Is there a way to use column names in a string concatenation?
Hi! Does using a constant for string concatenation satisfy your use case?
I’d like to be able to pull the column name down as a string to concatenate with row values. Essentially trying to fill in a matrix that is required to populate SeriesIDs for Time Series syncs that back time series properties in the ontology.
Let’s say I have sensors for temperature and humidity across several locations. I need to fill in the below table to back my “Location” object with several time series syncs:
location | temperature | humidity |
---|---|---|
A | temperature_a | humidity_a |
B | temperature_b | humidity_b |
C | temperature_c | humidity_c |
Where the values in the temperature and humidity columns are the SeriesIDs that point to the respective time series sync.
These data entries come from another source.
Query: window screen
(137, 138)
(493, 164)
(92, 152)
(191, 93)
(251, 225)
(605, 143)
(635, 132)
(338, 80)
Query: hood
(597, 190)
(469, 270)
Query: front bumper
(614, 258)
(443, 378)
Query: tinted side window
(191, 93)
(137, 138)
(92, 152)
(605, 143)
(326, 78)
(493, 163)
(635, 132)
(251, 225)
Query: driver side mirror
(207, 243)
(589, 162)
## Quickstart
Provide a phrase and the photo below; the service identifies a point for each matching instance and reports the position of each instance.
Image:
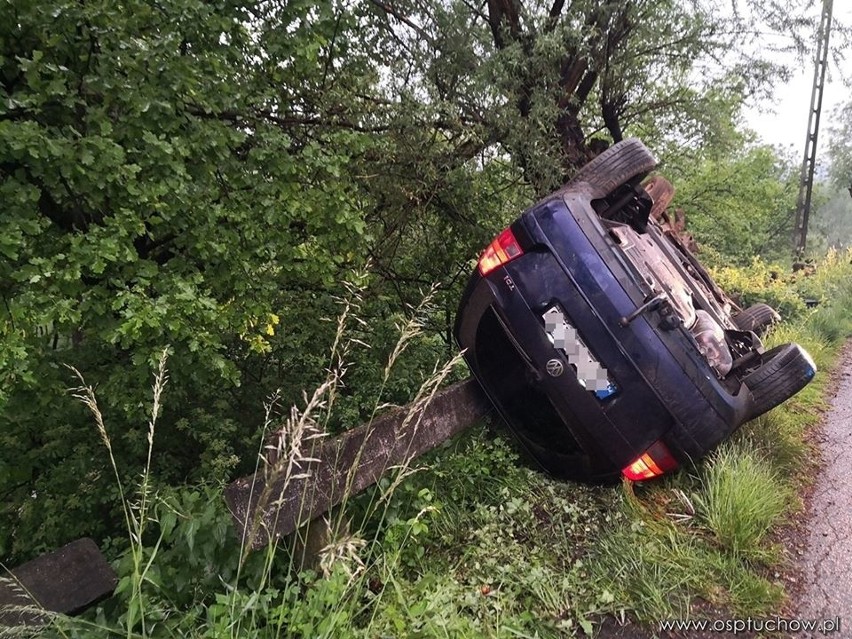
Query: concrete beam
(351, 462)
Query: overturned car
(604, 343)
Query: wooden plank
(67, 581)
(351, 462)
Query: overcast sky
(787, 126)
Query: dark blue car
(603, 342)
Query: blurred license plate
(590, 373)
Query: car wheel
(621, 162)
(787, 370)
(756, 318)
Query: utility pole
(806, 181)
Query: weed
(741, 497)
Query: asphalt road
(826, 564)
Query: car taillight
(656, 461)
(502, 250)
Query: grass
(740, 498)
(468, 542)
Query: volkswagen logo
(554, 367)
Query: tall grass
(741, 498)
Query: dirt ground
(825, 562)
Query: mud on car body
(602, 340)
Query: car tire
(621, 162)
(787, 369)
(756, 318)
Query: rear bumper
(665, 388)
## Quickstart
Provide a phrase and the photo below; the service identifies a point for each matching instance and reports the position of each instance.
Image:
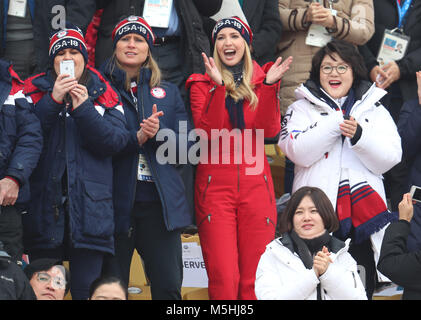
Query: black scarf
(306, 248)
(235, 109)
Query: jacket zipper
(269, 220)
(155, 176)
(355, 281)
(210, 100)
(206, 189)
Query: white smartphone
(415, 193)
(67, 67)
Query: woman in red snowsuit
(234, 199)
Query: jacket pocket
(8, 115)
(98, 216)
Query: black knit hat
(71, 37)
(45, 264)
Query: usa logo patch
(158, 92)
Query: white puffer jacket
(281, 275)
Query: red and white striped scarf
(359, 208)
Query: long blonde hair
(149, 63)
(245, 89)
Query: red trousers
(236, 218)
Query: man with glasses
(49, 279)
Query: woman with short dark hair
(306, 262)
(326, 211)
(342, 140)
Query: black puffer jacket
(397, 264)
(387, 17)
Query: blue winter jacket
(20, 132)
(168, 182)
(409, 126)
(81, 142)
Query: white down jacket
(312, 139)
(281, 275)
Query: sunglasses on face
(341, 69)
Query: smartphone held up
(67, 67)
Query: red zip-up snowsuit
(235, 211)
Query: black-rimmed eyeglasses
(341, 69)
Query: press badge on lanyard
(395, 43)
(157, 12)
(17, 8)
(317, 35)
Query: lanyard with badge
(17, 8)
(143, 170)
(317, 35)
(395, 43)
(157, 12)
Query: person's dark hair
(320, 200)
(45, 264)
(348, 52)
(107, 280)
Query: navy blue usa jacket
(82, 142)
(409, 127)
(168, 182)
(20, 132)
Sorry, I am having some trouble visualizing - is temperature_a
literally the exact string “temperature_a” or is it a temperature that has “a” appended?
Hi, this is my question and @mitchp is helping me as a member of the Palantir for Builders team. It would actually be the literal string “temperature” and “a” would be the location of that row. For example:
location | temperature | humidity |
---|---|---|
London | temperature_london | humidity_london |
Munich | temperature_munich | humidity_munich |
Berlin | temperature_berlin | humidity_berlin |
As @mitchp mentioned, the idea here is to have an object (in this case it would be some city object) whose attributes hold the Series IDs for their corresponding Time Series syncs. So, a series would look something like:
series_id | timestamp | value |
---|---|---|
temperature_london | 1000001 | 1 |
temperature_london | 1000002 | 2 |
temperature_london | 1000003 | 3 |
Ah gotcha, then the string concatenate operation seems highly suitable! You can pass in the literal string “temperature_” as the first value and then the column location
as the second argument, which will give you the output you described. Similar for “humidity”.
We would really benefit from a programmatic way to pull the column names down into the string concatenation though. At 2 columns, manual mapping is fine, but we will be dealing with 100s of columns that are each mapping to sensor readings.
You can write a UDF to transform your columns!